As I’ve said before, the Jocketty can help right the wrong that was the Encarnacion signing by moving him to center. He’s below average out there, but it’d be easier to stomach his bat. He’s also not terribly expensive. But if you move Encarnacion to center, you really need some defense in right. That means Jose Guillen or Trot Nixon. The more conventional approach would be to sign one of these guys – probably Gary Matthews Jr. or Dave Roberts – to replace Edmonds in center.
The pitching staff has problems as well. Where does La Russa want to put Wainwright? He’s mentioned using him in the rotation, and that seems most likely. It’ll be similar to the Papelbon situation – do you want a proven very good reliever or a guy who might hold up and be decent for 180 innings? I’d install Wainwright at closer.
Either way, the club needs to come up with at least two starters. I’m not really seeing the pieces for a good trade. The free agent market bears all sorts of projects and mid-level guys. Wade Miller may have something left as a finesse pitcher. Kip Wells still has potential. Mark Redman would probably love to return to the NL. The Ramon Ortizes, Miguel Batistas, and Tony Armas Jrs need homes.

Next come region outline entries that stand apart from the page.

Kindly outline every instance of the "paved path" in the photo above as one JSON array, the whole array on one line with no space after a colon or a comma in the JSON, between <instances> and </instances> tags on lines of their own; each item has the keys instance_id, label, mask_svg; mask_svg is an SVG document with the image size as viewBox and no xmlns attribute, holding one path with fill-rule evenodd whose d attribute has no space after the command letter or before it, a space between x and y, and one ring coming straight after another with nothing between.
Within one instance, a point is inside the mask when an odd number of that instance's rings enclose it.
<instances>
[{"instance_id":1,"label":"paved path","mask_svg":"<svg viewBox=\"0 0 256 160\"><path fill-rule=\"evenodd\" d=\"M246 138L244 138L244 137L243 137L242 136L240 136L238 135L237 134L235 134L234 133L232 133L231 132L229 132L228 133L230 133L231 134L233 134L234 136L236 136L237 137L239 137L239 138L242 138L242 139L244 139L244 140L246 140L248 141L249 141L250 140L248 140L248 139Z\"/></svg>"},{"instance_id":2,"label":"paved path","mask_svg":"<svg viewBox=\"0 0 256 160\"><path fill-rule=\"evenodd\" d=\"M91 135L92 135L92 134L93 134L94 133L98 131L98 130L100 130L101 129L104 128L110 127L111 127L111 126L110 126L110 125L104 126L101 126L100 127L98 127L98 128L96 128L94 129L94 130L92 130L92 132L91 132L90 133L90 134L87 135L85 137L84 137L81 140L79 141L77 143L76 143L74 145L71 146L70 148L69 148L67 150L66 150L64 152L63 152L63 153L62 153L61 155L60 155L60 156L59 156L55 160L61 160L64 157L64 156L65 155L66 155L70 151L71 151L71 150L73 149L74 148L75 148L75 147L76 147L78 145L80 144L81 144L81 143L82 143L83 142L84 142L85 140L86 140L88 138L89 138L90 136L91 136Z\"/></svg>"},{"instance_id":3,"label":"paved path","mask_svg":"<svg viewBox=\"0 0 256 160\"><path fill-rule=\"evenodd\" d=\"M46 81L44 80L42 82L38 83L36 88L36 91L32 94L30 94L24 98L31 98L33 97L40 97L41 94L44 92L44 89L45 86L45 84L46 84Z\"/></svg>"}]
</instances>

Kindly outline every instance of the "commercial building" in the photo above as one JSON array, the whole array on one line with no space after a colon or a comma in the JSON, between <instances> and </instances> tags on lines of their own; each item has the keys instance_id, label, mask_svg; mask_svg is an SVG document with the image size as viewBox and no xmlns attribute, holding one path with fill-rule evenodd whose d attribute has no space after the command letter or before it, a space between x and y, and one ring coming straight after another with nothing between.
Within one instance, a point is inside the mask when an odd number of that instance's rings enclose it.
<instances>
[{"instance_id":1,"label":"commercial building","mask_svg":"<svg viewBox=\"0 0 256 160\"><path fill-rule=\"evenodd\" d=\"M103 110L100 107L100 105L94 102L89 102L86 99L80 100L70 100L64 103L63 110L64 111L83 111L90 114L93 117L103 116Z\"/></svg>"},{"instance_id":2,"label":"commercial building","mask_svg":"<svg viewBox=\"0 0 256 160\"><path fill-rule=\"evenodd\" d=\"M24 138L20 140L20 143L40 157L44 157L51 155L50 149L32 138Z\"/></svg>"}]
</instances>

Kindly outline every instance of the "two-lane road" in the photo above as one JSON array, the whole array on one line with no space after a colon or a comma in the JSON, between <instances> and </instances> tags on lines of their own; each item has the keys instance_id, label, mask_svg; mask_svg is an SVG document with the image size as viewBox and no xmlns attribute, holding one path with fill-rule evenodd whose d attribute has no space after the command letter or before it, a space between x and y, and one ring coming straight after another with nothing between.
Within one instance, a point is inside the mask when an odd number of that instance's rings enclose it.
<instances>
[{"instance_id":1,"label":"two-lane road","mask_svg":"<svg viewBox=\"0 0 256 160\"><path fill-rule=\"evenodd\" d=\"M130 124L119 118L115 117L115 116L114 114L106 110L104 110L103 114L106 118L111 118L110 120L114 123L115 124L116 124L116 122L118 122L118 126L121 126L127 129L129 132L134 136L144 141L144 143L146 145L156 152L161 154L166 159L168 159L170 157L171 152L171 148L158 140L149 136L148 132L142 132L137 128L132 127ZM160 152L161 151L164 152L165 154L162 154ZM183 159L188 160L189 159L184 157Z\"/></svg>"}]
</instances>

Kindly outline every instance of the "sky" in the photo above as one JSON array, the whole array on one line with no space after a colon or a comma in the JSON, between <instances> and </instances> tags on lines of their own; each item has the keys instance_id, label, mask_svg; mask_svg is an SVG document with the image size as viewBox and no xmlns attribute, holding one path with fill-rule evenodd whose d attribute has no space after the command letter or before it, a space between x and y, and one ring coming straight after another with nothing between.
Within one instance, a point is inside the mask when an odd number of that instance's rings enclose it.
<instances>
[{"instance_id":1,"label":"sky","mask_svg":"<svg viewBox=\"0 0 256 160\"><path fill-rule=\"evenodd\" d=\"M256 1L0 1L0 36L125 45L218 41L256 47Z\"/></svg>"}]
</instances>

The fan base will probably revolt if Jocketty doesn’t acquire someone a little better than that, though. Someone like Gil Meche, Vicente Padilla, Mark Buehrle, or Ted Lilly. In my crystal ball I see a lowball offer for Jason Schmidt and a Plan B three-year deal for one of the above as the "#2 starter."
The ’pen looks like a wreck, but I would hope Jocketty learned from the Looper signing. Find your relievers somewhere else. You’d hate to see another three-year deal for the likes of Jamie Walker, Danys Baez, Darren Oliver, or Russ Springer. Such a move would not surprise me, however.

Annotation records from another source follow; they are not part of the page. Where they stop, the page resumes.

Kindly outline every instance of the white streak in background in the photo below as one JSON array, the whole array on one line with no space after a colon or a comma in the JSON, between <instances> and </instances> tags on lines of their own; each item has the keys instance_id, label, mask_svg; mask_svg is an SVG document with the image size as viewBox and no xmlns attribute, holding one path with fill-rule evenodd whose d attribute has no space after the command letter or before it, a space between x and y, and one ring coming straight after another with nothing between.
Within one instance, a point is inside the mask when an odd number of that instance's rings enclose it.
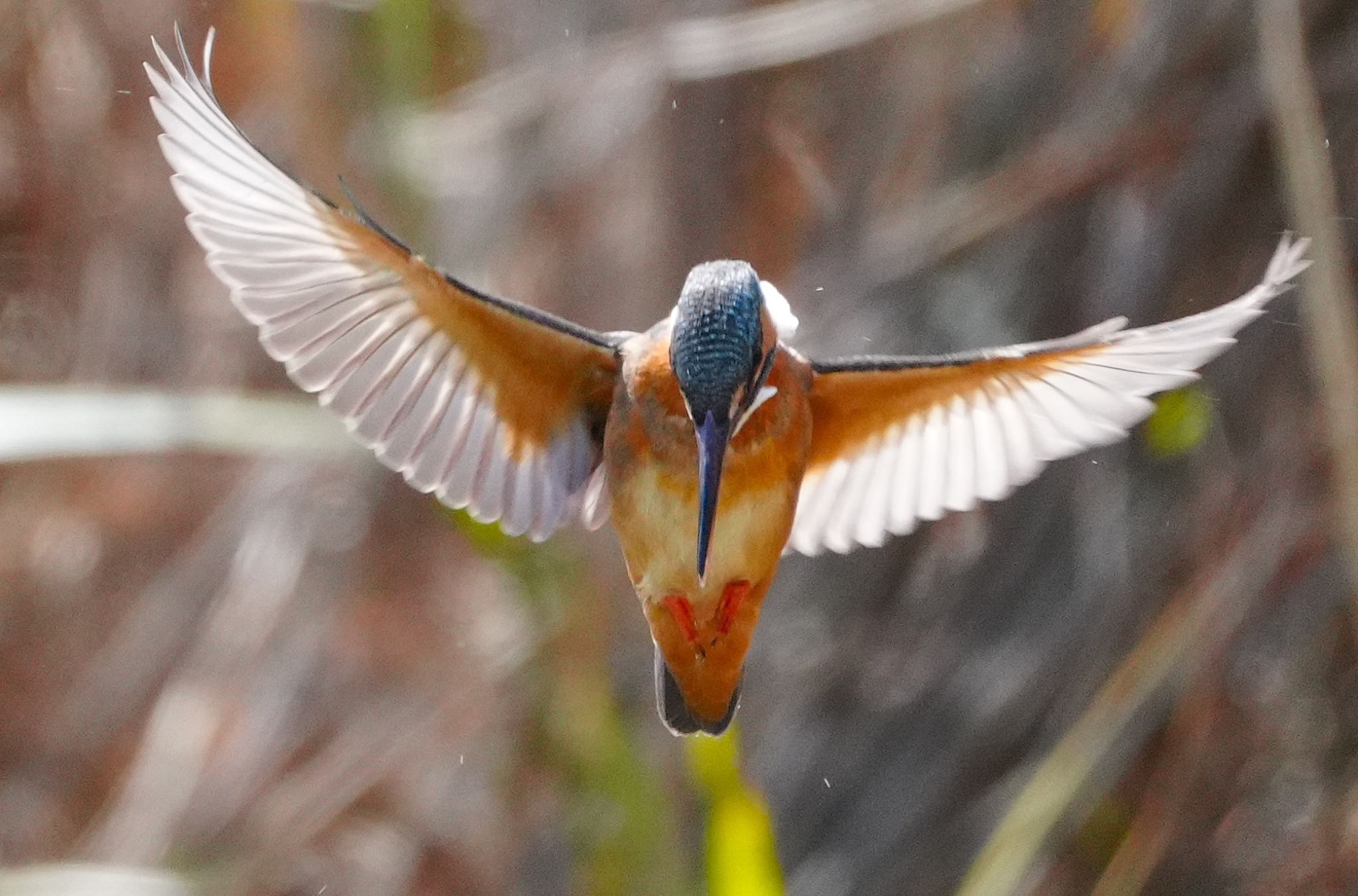
<instances>
[{"instance_id":1,"label":"white streak in background","mask_svg":"<svg viewBox=\"0 0 1358 896\"><path fill-rule=\"evenodd\" d=\"M118 865L33 865L0 870L0 896L193 896L170 872Z\"/></svg>"},{"instance_id":2,"label":"white streak in background","mask_svg":"<svg viewBox=\"0 0 1358 896\"><path fill-rule=\"evenodd\" d=\"M166 451L363 455L342 425L300 398L0 388L0 463Z\"/></svg>"}]
</instances>

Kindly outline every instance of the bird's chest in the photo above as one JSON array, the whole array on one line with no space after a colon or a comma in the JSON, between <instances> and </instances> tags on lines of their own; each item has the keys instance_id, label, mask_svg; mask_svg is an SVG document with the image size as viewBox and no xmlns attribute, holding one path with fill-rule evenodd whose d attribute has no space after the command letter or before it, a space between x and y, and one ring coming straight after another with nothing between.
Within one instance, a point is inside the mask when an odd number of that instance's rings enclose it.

By and large, Walt Jocketty has made many brilliant decisions as GM. He’s leaned toward affordable finesse pitchers and it’s mostly worked. He likes to trade young talent for proven vets. He practices "buy low" strategies to much success. (All of that came courtesy of Brian Gunn’s fine article in the Hardball Times 2006 Annual.) Jocketty’s decision-making has slipped of late, and he’ll have to be at the top of his game to keep the Cards atop the division in 2007.